The above exception was the direct cause of the following exception:

Traceback (most recent call last): File "/home/yuanfa/miniconda3/envs/r2t/bin/read2tree", line 16, in main(sys.argv[1:], exe_name=exe_name(), desc=desc) File "/home/yuanfa/miniconda3/envs/r2t/lib/python3.10/site-packages/read2tree/main.py", line 291, in main alignments = Aligner(args, ogset.ogs, load=True) File "/home/yuanfa/miniconda3/envs/r2t/lib/python3.10/site-packages/read2tree/Aligner.py", line 51, in init self.alignments = self._align(og_set) File "/home/yuanfa/miniconda3/envs/r2t/lib/python3.10/site-packages/read2tree/Aligner.py", line 330, in _align res_align = p.map(self._align_worker, og_chunks) File "/home/yuanfa/miniconda3/envs/r2t/lib/python3.10/multiprocessing/pool.py", line 367, in map return self._map_async(func, iterable, mapstar, chunksize).get() File "/home/yuanfa/miniconda3/envs/r2t/lib/python3.10/multiprocessing/pool.py", line 774, in get raise self._value KeyError: 'X0022'

Is there something to do with this specific line in the Aligner.py script?

sinamajidian commented 1 year ago

Dear @yuanf28

Thanks for reaching out.

I assume that you used the corona oma browser to download the gene markers using this link as mentioned in the wiki. (If this is not the case, please let us know how you did that.)

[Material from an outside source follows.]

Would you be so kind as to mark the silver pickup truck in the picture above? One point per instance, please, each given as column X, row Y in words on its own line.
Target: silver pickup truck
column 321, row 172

After this step, the cdna of the genes should be downloaded from here and unzipped. Then, one can run read2tree with

read2tree --standalone_path marker_genes --output_path output  --dna_reference  viruses.cdna.fa   --reference

(Some backend information: without mentioning --dna_reference, read2tree tries to download the cdna of each protein in the marker_genes folder from the main oma browser using Rest API. However, the cornona oma browser is different and read2tree doest use corona api. Thus, the user should provide the cnda file as input.)

Sorry for the inconvenience, I should have mentioned this in the wiki before. And thanks to your comment, we just updated the wiki.

Please let us know whether this works for you or not.

Best regards, Sina

yuanf28 commented 1 year ago

Thank you for your prompt response. I will test it as soon as possible to see if it works properly.

yuanf28 commented 1 year ago

@sinamajidian This works for me. Thanks a lot.